Джапоника слабо улыбнулась:
— А что будет, если ребенок будет похож на Хинд-Дива, такой же необычный и не английский?
— А, ну тогда ты можешь вышвырнуть бесенка в море.
— Никогда!
Агги улыбнулась, что случалось с ней весьма редко. Лицо ее тут же волшебно преобразилось.
— Тогда мы придумаем что-то другое, не так ли? Джапоника впервые за все время путешествия рассмеялась:
— Сдается мне, ты думаешь, что у нас все получится! Обычное кислое выражение вернулось к Агги.
— Глаза боятся, руки делают. Вот так и тут: срок придет, и хочешь не хочешь — придется справляться. Как ни бегай от забот, они тебя настигнут.
Джапоника и не ждала, что ей будет легко.
Схватившись за перила, она смотрела вдаль.
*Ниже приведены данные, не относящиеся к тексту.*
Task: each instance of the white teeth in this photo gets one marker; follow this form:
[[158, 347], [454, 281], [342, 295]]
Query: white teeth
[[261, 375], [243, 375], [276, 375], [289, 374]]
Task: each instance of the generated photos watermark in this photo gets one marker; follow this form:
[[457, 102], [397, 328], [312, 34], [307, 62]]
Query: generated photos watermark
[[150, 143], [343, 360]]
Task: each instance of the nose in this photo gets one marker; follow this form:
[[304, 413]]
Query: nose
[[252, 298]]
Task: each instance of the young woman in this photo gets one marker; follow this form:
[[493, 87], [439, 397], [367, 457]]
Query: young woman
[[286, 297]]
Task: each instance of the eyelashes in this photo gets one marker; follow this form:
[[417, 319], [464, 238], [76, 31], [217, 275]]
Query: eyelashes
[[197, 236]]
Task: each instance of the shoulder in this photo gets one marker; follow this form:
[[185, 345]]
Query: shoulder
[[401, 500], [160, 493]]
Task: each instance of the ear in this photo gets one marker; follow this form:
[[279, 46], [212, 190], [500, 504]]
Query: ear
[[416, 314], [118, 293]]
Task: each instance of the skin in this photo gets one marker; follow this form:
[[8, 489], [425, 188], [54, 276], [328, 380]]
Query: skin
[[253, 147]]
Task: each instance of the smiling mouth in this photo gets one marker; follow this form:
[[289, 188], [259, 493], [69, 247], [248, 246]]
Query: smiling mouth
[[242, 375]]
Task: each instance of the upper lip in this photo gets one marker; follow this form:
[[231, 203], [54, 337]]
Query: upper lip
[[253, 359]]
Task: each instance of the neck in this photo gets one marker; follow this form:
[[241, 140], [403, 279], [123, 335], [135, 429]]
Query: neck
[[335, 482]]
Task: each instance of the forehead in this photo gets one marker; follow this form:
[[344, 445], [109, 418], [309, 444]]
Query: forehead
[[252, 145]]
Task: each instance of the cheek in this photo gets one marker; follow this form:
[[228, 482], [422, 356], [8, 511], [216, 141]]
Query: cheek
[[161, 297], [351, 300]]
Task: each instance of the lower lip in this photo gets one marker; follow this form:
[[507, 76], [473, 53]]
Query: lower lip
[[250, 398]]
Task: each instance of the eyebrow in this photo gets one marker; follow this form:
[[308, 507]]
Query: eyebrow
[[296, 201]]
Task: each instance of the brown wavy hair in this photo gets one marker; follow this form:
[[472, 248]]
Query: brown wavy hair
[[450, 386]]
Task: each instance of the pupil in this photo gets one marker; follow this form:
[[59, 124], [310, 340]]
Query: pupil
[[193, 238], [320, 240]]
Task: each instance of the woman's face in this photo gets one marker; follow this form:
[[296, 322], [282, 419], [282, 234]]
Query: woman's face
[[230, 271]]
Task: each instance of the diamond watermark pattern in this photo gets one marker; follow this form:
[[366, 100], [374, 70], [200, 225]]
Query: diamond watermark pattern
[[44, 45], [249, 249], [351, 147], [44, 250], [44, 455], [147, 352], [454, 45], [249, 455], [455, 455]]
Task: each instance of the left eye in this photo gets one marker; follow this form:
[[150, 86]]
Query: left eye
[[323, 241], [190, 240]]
До самого горизонта простирался океан, и она чувствовала себя такой одинокой и заброшенной, будто волею судьбы оказалась одна в бескрайней пустыне. До Англии оставался еще месяц пути, столько же, сколько до Бушира, если плыть обратно. Вернуться она не могла, а впереди ее не ждало ничего хорошего. Что же делать?
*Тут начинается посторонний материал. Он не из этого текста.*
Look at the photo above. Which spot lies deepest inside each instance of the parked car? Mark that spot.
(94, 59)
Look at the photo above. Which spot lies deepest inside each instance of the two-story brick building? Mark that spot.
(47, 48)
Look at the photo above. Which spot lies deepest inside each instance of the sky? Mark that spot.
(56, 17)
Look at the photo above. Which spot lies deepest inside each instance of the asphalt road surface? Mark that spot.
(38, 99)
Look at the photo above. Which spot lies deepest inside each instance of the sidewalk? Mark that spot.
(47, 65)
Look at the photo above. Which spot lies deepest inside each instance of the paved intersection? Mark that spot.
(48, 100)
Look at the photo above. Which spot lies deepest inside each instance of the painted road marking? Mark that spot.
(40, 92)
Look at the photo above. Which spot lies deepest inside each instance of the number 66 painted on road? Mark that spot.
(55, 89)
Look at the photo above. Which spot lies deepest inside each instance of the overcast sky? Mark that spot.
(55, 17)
«Удиви меня», — когда-то попросил ее Хинд-Див. Девушке вдруг показалось, что она ясно услышала его голос.
Джапоника коснулась слегка округлившегося живота. Она считала его погибшим, ушедшим безвозвратно. Теперь она знала, что часть его пустила корни в ее теле. Вот оно, последнее чудо Хинд-Дива. Вот так он обманул смерть.
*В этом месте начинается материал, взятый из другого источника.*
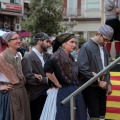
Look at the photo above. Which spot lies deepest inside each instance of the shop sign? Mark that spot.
(11, 7)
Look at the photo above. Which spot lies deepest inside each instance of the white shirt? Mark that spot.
(40, 56)
(3, 78)
(102, 55)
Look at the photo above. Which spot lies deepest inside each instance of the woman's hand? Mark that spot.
(58, 85)
(109, 90)
(39, 77)
(6, 87)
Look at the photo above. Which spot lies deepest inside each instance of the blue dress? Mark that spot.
(63, 112)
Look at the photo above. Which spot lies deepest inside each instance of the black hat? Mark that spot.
(41, 36)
Она просила у судьбы приключений, и молитва ее оказалась исполненной.
Часть вторая
Глава 4
В этом году зима выдалась холодной и ранней. Уже в ноябре лег снег, укрыв землю пушистым одеялом. Людям же, чтобы согреться, приходилось не жалеть дров. В имении, названном каким-то чудаком из предков Шрусбери Крез-Холлом, на дровах старались не экономить, но что толку: огонь с ревом рвался в каминную трубу, лишь немного разгоняя холод, прочно засевший в дальних уголках комнаты, в которой обычно подавали завтрак. Крез-Холл находился всего в двадцати трех милях от Лондона — до высшего общества рукой подать, если говорить о расстоянии, но оно, это высшее общество, было столь же недосягаемо для обитателей имения, как если бы находилось милях в двухстах или того дальше. Вокруг, насколько хватал взгляд, простирались ровные поля и слегка холмистые лужайки. В деревенской глуши сестры Шрусбери мечтали о балах и праздниках, которые готовил им Лондон. Увы, мечтам этим не суждено было сбыться, ибо у сестер Шрусбери не было никого, кто организовал бы для них выход в свет. Светская жизнь проходила без их присутствия. Впереди были рождественские балы и приемы, но и в этом году едва ли во всем Лондоне нашелся бы человек, пожелавший оказать отпрыскам Шрусбери милость и представить их высшему обществу, которому они принадлежали. Можно было подумать, что родственники и родственницы дочерей лорда Эббота отличались поразительной черствостью, но на деле все обстояло не совсем так. Своему бедственному положению «цветы из букета Шрусбери» были обязаны исключительно себе. Ложное чувство собственной значимости при полном отсутствии воспитания, присущее всем пятерым, могло бы отвратить самого доброжелательного из возможных спонсоров.
Леди Уэлси, которая имела неосторожность пригласить как-то сестер на чай, заявила со всей определенностью:
— Букет Шрусбери? Да в нем каждый «цветок» брызжет ядом.